Henderson’s name became linked with estates and pens across the island, and also with the development of Port Henderson on the south coast, later serving nearby Spanish Town. The wealth generated there eventually carried him back to Scotland.
During wartime, later sources state that Henderson was granted authority to raise a regiment and fit out a vessel named Royal George for Caribbean service. By 1790 he had settled at Foswell Bank near Auchterarder, far removed from the plantations that had enriched him. There he entered respectable society. Contemporary records note that he was granted the freedom of Stirling and Dunfermline. To honour him, a portrait by John Opie was presented and later exhibited at the Royal Academy in 1790.
To those who met him in Scotland, Henderson may have appeared every inch the successful gentleman: landowner, honoured guest, family man. He married Eliza Piercy Henderson (40 years his junior), celebrated in later accounts for her beauty, and together they had three known children—John Piercy Henderson, Eliza Piercy Henderson, and Arabella Hamilton Henderson.
But behind the polished portrait and country estate stood another reality.
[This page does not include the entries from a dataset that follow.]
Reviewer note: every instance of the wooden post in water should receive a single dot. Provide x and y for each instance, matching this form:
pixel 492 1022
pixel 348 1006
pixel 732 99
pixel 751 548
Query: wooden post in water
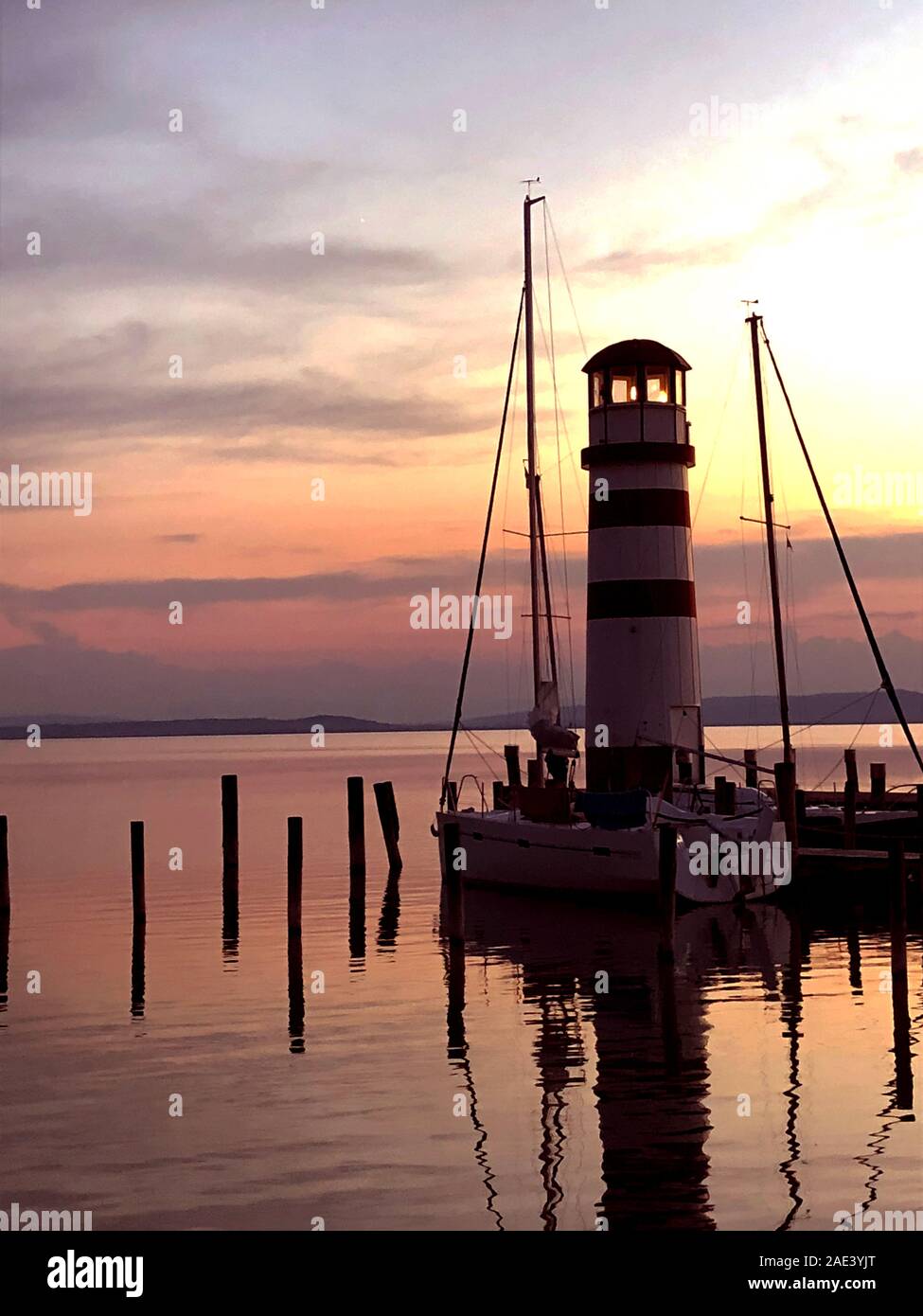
pixel 666 884
pixel 387 816
pixel 879 782
pixel 295 866
pixel 453 895
pixel 801 809
pixel 138 903
pixel 896 880
pixel 4 866
pixel 229 846
pixel 356 824
pixel 849 792
pixel 785 800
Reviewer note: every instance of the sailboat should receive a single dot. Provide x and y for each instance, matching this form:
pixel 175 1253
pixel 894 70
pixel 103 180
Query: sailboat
pixel 644 753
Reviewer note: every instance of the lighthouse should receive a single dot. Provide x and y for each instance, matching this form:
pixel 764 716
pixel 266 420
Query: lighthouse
pixel 643 687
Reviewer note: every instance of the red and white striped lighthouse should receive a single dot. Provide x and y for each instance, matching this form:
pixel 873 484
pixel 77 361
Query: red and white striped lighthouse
pixel 643 690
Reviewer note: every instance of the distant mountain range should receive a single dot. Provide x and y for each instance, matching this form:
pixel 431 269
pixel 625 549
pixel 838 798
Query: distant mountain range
pixel 718 711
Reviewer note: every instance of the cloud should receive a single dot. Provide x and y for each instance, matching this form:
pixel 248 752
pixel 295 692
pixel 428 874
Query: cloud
pixel 912 161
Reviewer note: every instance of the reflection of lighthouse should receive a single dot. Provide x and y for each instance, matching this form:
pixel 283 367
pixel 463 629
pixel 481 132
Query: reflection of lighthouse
pixel 643 651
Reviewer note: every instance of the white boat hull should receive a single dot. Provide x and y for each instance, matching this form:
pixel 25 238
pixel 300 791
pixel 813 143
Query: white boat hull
pixel 504 849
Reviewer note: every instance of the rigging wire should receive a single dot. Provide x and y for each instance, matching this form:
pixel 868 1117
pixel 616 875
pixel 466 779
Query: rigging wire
pixel 484 556
pixel 864 617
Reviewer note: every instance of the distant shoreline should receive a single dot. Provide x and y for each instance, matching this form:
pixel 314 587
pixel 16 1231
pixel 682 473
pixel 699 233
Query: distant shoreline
pixel 834 709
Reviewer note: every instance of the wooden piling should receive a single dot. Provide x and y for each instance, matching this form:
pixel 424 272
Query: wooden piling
pixel 295 867
pixel 229 841
pixel 453 893
pixel 849 796
pixel 726 796
pixel 4 866
pixel 138 901
pixel 666 888
pixel 387 816
pixel 896 886
pixel 801 809
pixel 785 800
pixel 511 756
pixel 356 824
pixel 896 880
pixel 879 782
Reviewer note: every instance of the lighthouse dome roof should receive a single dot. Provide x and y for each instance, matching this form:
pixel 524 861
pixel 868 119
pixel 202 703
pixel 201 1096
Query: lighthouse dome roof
pixel 636 351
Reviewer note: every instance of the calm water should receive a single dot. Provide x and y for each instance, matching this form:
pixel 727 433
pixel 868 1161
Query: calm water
pixel 424 1086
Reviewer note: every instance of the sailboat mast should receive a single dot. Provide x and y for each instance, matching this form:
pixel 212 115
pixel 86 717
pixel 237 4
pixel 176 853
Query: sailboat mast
pixel 754 321
pixel 531 453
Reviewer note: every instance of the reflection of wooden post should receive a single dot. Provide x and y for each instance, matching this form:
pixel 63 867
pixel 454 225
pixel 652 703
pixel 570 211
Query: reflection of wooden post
pixel 138 904
pixel 454 903
pixel 666 876
pixel 896 880
pixel 4 866
pixel 229 850
pixel 295 866
pixel 138 934
pixel 785 800
pixel 387 816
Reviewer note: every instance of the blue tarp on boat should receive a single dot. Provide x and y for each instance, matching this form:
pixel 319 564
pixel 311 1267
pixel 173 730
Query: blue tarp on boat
pixel 613 809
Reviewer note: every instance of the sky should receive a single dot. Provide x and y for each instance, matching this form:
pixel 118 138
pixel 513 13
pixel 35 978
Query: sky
pixel 330 249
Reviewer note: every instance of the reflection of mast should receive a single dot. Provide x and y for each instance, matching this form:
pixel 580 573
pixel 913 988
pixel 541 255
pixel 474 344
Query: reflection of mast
pixel 457 1052
pixel 558 1050
pixel 791 1020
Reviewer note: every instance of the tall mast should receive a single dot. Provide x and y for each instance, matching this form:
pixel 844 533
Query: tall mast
pixel 754 321
pixel 531 459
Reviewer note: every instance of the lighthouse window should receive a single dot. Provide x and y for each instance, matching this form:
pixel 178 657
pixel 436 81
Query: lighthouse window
pixel 659 385
pixel 624 388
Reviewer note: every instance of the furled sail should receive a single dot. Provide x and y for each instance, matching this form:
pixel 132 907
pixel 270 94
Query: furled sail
pixel 545 722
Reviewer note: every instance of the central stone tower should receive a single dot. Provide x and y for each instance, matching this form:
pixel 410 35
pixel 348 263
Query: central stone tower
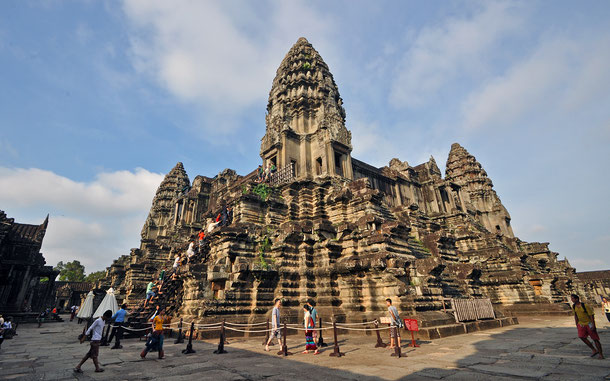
pixel 305 118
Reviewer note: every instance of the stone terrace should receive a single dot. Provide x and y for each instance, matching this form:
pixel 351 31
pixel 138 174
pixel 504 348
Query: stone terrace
pixel 544 348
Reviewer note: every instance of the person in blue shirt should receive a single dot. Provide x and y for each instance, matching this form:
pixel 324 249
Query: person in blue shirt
pixel 119 321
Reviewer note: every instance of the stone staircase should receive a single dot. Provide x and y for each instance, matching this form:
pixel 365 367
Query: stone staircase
pixel 169 297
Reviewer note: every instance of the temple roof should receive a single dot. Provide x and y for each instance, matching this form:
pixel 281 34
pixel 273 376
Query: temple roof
pixel 303 81
pixel 28 232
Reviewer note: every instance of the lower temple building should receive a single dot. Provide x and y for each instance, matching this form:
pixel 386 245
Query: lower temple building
pixel 337 231
pixel 26 283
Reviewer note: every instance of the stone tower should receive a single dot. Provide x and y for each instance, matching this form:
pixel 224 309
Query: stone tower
pixel 164 211
pixel 305 118
pixel 482 200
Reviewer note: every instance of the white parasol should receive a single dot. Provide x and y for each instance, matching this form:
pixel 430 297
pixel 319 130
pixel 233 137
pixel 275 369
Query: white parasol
pixel 109 303
pixel 86 308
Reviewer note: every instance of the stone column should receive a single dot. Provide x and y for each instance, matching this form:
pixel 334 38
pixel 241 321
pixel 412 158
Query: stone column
pixel 25 281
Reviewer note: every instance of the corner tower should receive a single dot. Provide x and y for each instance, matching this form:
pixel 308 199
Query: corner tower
pixel 305 118
pixel 464 169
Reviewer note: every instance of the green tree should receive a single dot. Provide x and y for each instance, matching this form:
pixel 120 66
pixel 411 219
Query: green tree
pixel 71 271
pixel 95 276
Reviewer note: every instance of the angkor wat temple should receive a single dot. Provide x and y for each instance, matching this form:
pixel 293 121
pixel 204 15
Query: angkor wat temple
pixel 336 230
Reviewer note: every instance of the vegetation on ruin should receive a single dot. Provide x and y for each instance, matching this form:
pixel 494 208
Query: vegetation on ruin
pixel 262 190
pixel 95 276
pixel 71 271
pixel 263 248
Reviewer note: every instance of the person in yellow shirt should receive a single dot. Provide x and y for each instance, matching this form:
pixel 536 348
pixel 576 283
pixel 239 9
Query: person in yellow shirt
pixel 584 317
pixel 606 304
pixel 155 340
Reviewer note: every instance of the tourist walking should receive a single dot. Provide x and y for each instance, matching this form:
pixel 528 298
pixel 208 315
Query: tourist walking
pixel 117 330
pixel 96 331
pixel 190 252
pixel 310 325
pixel 606 305
pixel 395 326
pixel 155 341
pixel 275 324
pixel 584 317
pixel 314 316
pixel 150 294
pixel 72 312
pixel 201 237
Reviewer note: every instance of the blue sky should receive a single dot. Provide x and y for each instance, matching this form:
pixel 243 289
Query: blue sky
pixel 100 99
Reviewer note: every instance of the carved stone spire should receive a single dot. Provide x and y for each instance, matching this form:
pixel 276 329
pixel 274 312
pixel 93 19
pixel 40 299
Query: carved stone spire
pixel 162 210
pixel 304 104
pixel 464 169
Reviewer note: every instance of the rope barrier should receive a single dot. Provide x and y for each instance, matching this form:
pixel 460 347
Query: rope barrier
pixel 363 323
pixel 245 325
pixel 254 331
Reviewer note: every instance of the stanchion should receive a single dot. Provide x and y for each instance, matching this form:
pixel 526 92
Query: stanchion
pixel 284 351
pixel 321 342
pixel 105 342
pixel 413 342
pixel 221 341
pixel 380 343
pixel 397 353
pixel 189 346
pixel 266 334
pixel 180 338
pixel 336 351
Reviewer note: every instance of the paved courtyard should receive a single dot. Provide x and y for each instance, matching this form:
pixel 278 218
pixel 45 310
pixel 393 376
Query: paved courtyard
pixel 544 348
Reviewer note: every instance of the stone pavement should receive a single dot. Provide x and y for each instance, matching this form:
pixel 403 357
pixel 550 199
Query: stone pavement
pixel 544 348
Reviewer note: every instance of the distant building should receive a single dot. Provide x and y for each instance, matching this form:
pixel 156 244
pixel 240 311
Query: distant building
pixel 68 294
pixel 26 284
pixel 596 283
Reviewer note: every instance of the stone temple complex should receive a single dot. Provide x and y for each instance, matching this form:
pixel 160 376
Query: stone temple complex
pixel 336 230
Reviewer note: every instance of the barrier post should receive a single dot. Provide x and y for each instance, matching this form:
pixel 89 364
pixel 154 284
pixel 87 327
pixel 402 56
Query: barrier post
pixel 266 334
pixel 189 346
pixel 397 353
pixel 380 343
pixel 284 351
pixel 180 338
pixel 336 351
pixel 412 326
pixel 221 342
pixel 321 342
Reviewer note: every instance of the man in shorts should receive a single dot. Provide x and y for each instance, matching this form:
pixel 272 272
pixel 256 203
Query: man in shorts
pixel 150 294
pixel 395 326
pixel 275 322
pixel 94 350
pixel 584 317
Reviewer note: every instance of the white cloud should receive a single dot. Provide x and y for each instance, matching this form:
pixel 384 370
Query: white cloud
pixel 111 193
pixel 218 53
pixel 460 46
pixel 94 222
pixel 562 76
pixel 587 264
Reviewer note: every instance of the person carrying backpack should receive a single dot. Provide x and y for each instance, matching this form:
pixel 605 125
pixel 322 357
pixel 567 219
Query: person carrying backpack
pixel 584 317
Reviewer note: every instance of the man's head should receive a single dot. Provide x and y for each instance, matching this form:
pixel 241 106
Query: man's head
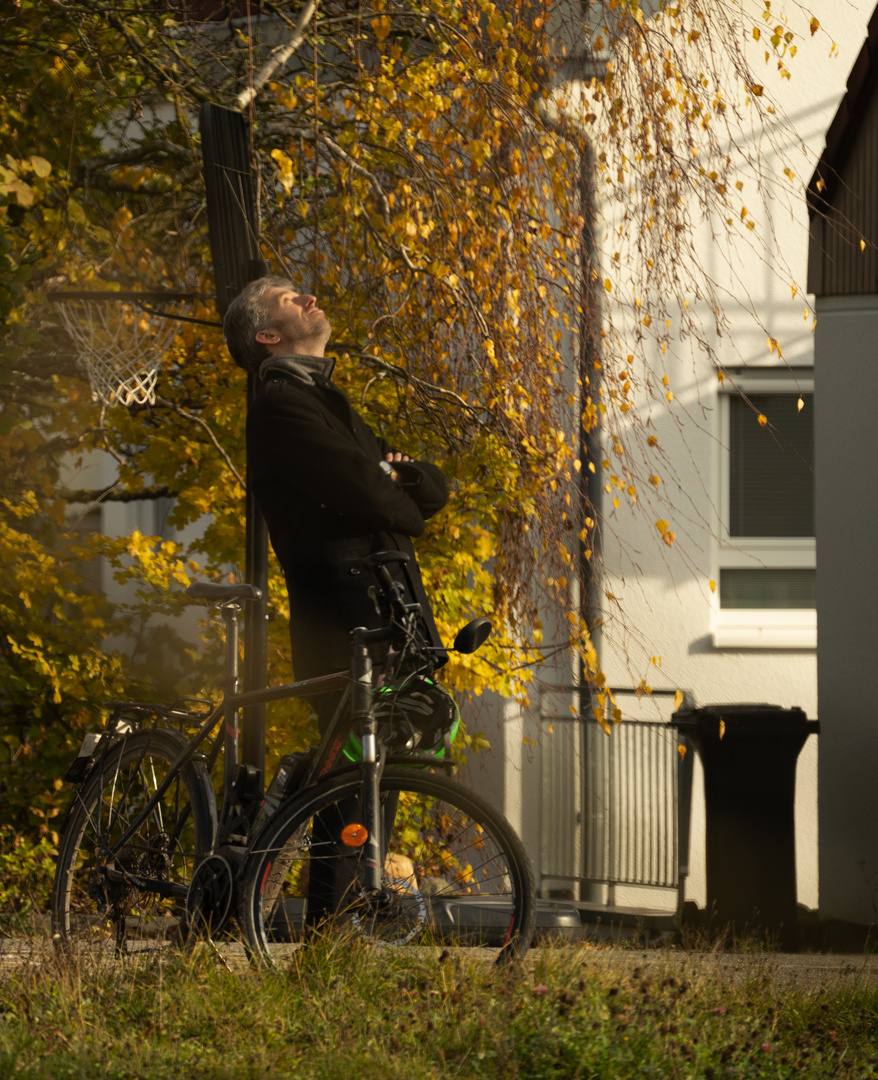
pixel 269 318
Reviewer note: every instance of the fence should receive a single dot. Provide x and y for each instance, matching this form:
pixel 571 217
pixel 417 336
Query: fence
pixel 615 808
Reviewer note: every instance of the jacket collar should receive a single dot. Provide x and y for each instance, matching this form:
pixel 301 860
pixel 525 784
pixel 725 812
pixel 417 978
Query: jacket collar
pixel 301 367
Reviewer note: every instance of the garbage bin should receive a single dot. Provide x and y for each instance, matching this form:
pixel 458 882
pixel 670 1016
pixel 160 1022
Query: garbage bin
pixel 750 754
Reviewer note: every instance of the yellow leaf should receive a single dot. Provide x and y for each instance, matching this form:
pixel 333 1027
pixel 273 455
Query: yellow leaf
pixel 380 27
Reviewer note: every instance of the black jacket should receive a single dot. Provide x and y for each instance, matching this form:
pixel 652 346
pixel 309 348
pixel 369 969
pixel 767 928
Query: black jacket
pixel 315 470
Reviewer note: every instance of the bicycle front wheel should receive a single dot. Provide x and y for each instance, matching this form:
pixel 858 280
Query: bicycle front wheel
pixel 454 869
pixel 131 898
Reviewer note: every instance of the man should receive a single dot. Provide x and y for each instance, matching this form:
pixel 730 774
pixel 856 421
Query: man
pixel 331 490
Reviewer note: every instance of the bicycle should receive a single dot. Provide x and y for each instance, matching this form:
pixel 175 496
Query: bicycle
pixel 146 859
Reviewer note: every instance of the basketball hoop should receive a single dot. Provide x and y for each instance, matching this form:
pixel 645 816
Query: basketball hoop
pixel 121 338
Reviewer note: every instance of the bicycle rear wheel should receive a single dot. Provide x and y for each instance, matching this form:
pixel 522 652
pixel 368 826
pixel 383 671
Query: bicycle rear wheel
pixel 455 871
pixel 131 899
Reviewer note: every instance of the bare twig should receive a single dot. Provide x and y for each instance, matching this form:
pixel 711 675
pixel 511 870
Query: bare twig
pixel 278 56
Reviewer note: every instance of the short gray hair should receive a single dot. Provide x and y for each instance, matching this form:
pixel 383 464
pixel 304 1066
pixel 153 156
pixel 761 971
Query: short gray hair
pixel 246 315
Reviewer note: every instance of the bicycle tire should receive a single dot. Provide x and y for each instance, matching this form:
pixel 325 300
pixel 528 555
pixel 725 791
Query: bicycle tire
pixel 90 909
pixel 468 878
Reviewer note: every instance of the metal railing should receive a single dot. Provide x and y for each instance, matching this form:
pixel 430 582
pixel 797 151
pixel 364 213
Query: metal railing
pixel 615 807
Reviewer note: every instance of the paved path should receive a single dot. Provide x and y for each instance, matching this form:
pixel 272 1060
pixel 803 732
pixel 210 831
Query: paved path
pixel 806 971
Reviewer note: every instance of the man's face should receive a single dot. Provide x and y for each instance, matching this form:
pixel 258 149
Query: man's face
pixel 297 322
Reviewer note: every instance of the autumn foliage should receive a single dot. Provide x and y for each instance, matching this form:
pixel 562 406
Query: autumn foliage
pixel 431 170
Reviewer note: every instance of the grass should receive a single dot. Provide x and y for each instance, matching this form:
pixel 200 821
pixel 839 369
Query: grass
pixel 342 1010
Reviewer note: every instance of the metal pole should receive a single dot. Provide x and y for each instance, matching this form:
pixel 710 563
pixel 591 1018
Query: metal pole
pixel 253 733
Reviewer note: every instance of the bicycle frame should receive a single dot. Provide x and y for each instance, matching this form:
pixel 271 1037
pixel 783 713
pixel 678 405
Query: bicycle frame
pixel 359 678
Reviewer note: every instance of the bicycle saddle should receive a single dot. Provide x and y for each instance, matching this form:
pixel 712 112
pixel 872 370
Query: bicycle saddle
pixel 216 591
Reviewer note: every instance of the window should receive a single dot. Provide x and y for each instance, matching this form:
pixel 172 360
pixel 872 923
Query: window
pixel 767 551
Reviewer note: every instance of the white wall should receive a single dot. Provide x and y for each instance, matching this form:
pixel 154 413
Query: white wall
pixel 847 448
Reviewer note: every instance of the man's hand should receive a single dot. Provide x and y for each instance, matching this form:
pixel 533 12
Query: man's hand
pixel 395 457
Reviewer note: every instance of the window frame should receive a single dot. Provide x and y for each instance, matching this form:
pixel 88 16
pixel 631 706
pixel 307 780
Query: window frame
pixel 758 628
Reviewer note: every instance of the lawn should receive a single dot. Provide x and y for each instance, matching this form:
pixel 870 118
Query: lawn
pixel 345 1010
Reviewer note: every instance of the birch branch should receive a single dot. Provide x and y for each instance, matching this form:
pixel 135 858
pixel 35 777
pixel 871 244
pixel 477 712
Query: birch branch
pixel 278 57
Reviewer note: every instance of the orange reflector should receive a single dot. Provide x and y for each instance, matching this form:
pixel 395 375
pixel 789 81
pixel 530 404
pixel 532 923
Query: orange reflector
pixel 354 836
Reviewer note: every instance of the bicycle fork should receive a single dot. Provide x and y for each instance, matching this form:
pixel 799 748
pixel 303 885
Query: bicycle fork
pixel 370 765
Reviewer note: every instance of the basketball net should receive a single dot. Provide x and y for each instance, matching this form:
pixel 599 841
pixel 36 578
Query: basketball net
pixel 120 342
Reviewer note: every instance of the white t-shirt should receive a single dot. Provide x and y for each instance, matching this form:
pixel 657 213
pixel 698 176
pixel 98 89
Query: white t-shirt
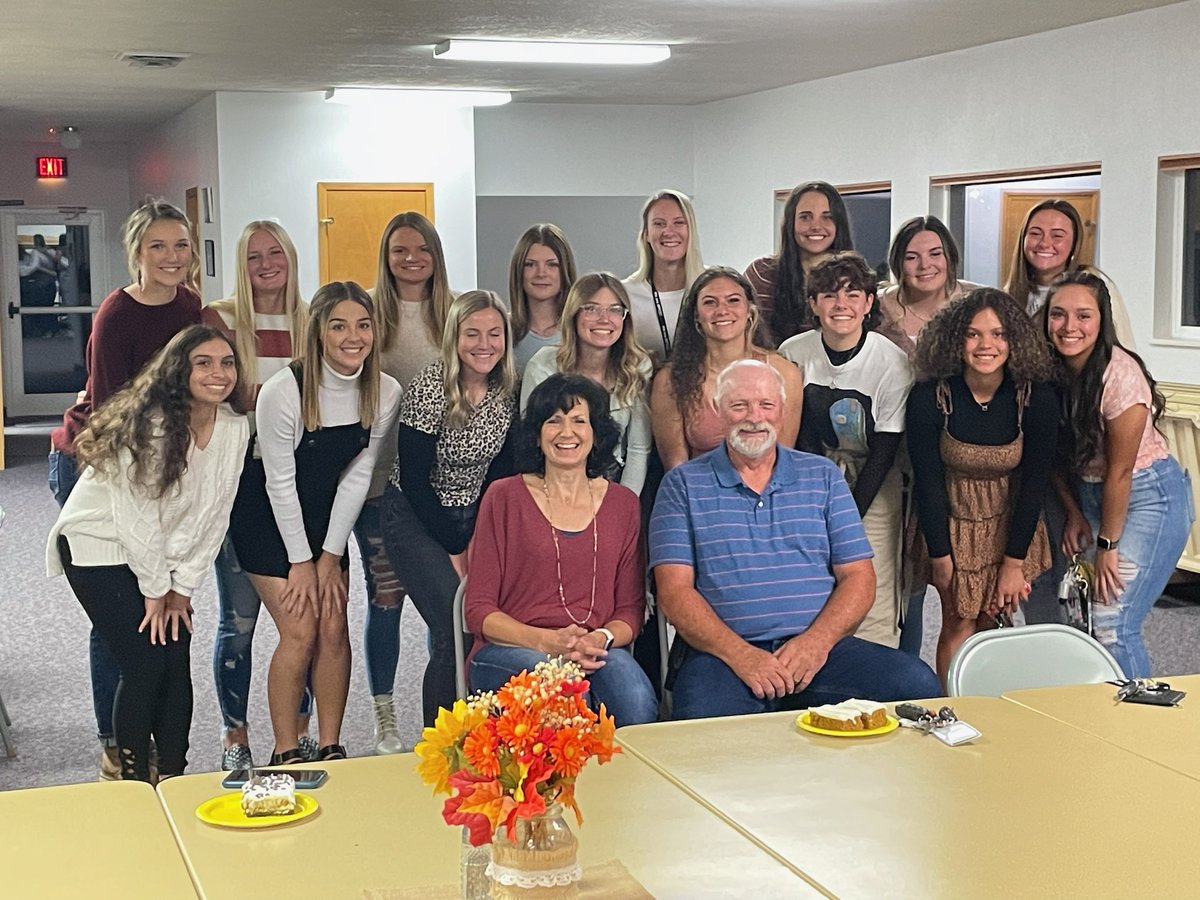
pixel 646 321
pixel 865 395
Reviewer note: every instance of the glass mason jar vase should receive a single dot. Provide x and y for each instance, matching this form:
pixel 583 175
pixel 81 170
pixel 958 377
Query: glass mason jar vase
pixel 539 863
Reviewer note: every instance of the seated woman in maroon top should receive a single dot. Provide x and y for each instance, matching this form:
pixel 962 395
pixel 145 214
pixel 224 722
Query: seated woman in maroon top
pixel 556 565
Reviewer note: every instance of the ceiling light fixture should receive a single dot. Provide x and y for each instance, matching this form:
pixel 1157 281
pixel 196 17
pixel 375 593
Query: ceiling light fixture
pixel 69 137
pixel 375 96
pixel 556 52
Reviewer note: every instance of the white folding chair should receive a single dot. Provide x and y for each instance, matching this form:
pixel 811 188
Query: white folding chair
pixel 1006 659
pixel 460 643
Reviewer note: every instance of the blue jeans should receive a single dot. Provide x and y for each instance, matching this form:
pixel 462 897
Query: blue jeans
pixel 424 567
pixel 706 687
pixel 106 673
pixel 239 606
pixel 1157 523
pixel 381 634
pixel 619 683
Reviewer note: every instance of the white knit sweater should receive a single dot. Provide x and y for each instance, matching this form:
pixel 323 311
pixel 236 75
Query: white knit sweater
pixel 169 543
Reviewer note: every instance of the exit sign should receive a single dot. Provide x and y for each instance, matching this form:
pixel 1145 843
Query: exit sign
pixel 52 167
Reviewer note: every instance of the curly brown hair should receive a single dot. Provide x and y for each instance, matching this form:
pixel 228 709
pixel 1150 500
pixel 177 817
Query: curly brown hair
pixel 940 346
pixel 690 348
pixel 151 417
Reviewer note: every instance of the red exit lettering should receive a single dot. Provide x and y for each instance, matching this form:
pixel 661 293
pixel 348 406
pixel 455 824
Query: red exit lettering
pixel 52 167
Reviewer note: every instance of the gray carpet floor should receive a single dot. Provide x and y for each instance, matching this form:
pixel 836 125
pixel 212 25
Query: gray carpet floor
pixel 43 655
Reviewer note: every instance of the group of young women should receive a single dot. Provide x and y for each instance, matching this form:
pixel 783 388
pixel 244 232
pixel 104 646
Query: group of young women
pixel 401 415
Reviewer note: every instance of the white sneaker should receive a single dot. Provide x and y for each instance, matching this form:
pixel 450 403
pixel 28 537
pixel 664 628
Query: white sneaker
pixel 387 733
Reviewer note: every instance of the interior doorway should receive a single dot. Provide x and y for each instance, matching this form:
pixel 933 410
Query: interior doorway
pixel 985 216
pixel 352 219
pixel 53 271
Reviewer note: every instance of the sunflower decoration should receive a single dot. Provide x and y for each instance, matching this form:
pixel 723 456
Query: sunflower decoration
pixel 504 755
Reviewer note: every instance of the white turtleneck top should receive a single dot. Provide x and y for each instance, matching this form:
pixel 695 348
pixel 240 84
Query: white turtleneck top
pixel 280 430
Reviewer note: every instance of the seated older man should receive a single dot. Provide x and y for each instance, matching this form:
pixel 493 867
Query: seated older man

According to University College London, Henderson’s estate included several Jamaican plantations and pens. One of them, Goshen Pen, was recorded as holding 144 enslaved people. These were not numbers on a ledger, but human lives—people whose labour created the comfort and status enjoyed thousands of miles away.
When Henderson died in 1811 and was buried in Auchterarder Cemetery, the story did not end. His son, John Piercy Henderson, inherited the family’s Jamaican interests. Like many absentee owners of the age, the family’s estates continued to be managed through attorneys and agents overseas. Even after British emancipation in the 1830s, the legacies of slavery endured—in land ownership, poverty, and inequality across Jamaica for generations to come.
And so Henderson’s story is not simply that of one man who became wealthy. It is also the story of how empire allowed fortunes to be made in one country through suffering in another, leaving behind portraits, properties, and records—but also a far deeper human cost.